Author: Timothy J. Madigan
language: en
Publisher: Springer Nature
Release Date: 2024-05-13
John Corcoran was a very well-known logician who worked on several areas of logic. He produced decisive works giving a better understanding of two major figures in the history of logic, Aristotle and Boole. Corcoran had a close association with Alfred Tarski, a prominent 20th-century logician. This collaboration manifested in Corcoran's substantial introduction to Tarski's seminal book, Logic, Semantics, Metamathematics (1956). Additionally, Corcoran's posthumous editorial involvement in 'What are logical notions?' (1986) breathed new life into this seminal paper authored by Tarski. His scholarly pursuits extended to the intricate explication of fundamental concepts in modern logic, including variables, propositions, truth, consequences, and categoricity. Corcoran's academic curiosity extended further to the intersection of ethics and logic, reflecting his contemplation of their interrelation. Beyond these theoretical contributions, Corcoran was deeply engaged in the pedagogical dimensions of logic instruction. This volume serves as a compilation of articles contributed by Corcoran's students, colleagues, and international peers. By encompassing a diverse range of subjects, this collection aptly mirrors Corcoran's wide-ranging interests, offering insights that not only deepen our understanding of his work but also advance the theoretical frameworks he explored.
The Enigma of Social Harm

Drawing on a novel blend of moral philosophy, social science, psychoanalytic theory and continental philosophy, this book offers up a diagnosis of contemporary liberal capitalist society and the increasingly febrile culture we occupy when it comes to matters of harm. On what basis can we say that something is harmful? How are we supposed to judge between competing opinions on the harmfulness of a particular behaviour, practice, or industry? Can we avoid drifting off into relativism when it comes to judgements about harm? In an age of deep cultural and political discord about what is and is not harmful, providing answers to such questions is more important than ever. Appraising the current state of the concept of social harm in academic scholarship and every-day life, Thomas Raymen finds a concept in an underdeveloped state of disorder, trapped in interminable deadlocks and shrill disagreements about what should and should not be considered harmful. To explain the genesis of this conceptual crisis and identify what we need to do to resolve it, The Enigma of Social Harm travels from Graeco-Roman antiquity to the present day, exploring trends and developments in moral and political philosophy, religion, law, political economy, and culture. Along the way, we see how such trends and developments have not only made it more difficult to establish a shared basis for evaluating harm, but that the tools which might enable us to do so are now outright prohibited by the political-economic, cultural, and ethical ideology of liberalism that dominates contemporary society. Written in a clear and accessible style, it is essential reading for all those interested in matters of social harm, justice, politics, and ethics.

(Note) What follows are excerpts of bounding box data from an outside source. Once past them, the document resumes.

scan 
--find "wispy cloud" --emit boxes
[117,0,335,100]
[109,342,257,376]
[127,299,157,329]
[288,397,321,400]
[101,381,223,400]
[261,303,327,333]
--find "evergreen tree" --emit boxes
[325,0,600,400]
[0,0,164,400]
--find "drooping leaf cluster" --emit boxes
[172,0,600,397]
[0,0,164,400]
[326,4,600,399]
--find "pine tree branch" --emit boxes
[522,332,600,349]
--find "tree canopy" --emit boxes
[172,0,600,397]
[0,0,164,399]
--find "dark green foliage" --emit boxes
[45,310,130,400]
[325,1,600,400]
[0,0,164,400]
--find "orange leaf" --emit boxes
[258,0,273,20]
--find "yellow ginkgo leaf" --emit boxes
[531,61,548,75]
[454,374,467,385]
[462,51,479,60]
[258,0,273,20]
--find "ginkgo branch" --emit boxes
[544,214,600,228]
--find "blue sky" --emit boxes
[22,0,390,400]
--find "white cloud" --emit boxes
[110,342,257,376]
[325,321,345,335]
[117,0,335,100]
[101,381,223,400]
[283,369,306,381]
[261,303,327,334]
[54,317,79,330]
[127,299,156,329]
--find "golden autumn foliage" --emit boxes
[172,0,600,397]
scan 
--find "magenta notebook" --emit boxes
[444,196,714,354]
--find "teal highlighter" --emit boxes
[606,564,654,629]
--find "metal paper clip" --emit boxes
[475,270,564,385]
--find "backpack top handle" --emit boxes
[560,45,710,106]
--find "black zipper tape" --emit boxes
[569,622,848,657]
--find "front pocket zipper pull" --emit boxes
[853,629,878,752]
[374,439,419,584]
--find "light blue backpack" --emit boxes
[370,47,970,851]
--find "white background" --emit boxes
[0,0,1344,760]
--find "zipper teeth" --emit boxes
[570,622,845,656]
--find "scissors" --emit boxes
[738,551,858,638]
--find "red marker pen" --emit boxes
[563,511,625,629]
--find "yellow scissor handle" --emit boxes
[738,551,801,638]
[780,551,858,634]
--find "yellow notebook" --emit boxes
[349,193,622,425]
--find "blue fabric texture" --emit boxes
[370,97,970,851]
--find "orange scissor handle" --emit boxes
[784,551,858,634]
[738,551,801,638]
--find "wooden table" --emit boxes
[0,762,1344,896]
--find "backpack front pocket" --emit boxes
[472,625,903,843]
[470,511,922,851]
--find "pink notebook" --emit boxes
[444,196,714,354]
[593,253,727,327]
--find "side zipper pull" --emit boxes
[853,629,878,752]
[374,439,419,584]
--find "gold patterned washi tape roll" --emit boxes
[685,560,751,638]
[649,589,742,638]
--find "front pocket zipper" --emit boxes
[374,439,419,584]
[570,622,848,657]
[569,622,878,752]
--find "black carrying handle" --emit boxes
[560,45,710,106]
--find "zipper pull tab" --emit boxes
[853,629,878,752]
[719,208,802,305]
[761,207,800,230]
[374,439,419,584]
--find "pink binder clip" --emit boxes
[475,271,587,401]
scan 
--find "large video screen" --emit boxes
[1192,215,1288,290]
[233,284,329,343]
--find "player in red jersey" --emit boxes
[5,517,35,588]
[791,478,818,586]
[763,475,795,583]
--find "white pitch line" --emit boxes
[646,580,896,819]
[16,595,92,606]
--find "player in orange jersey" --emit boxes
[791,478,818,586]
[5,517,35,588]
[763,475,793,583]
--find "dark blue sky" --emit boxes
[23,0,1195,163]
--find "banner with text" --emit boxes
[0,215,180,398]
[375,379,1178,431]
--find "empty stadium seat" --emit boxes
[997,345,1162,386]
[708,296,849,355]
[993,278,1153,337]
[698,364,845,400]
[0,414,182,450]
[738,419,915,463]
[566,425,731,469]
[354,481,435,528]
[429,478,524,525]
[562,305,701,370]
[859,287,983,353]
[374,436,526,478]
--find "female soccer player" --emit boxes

The True, the Good, and the Beautiful

Author: John Levi Martin
language: en
Publisher: Columbia University Press
Release Date: 2024-10-24
We have many histories of social theory—what different authors attempted to do as they responded to previous theories. But we know precious little about how they did this in structural terms—what scaffolding they adopted and adapted to make their claims. Yet today’s social thoughts largely employ structures passed down from previous generations, structures that were developed to solve problems that are no longer ours. In The True, the Good, and the Beautiful, John Levi Martin explores these structures, the resulting tensions, and their broader significance for sociological thought. By examining how thinkers mapped interpersonal to intrapersonal structures, he traces the development of the underlying architectonics of theory, focusing on one that was inherited from eighteenth-century philosophy and brought into social science in the nineteenth century. He shows that the structural tensions inherent in these theories paralleled those being worked out in practical terms by constitutional theorists as thinkers attempted to return to their most fundamental understandings of the nature of the human, the social, and the political to recraft their societies. A magisterial new interpretation of the foundations of sociological thought, The True, the Good, and the Beautiful is as ambitious a work of social theory as we have seen in generations.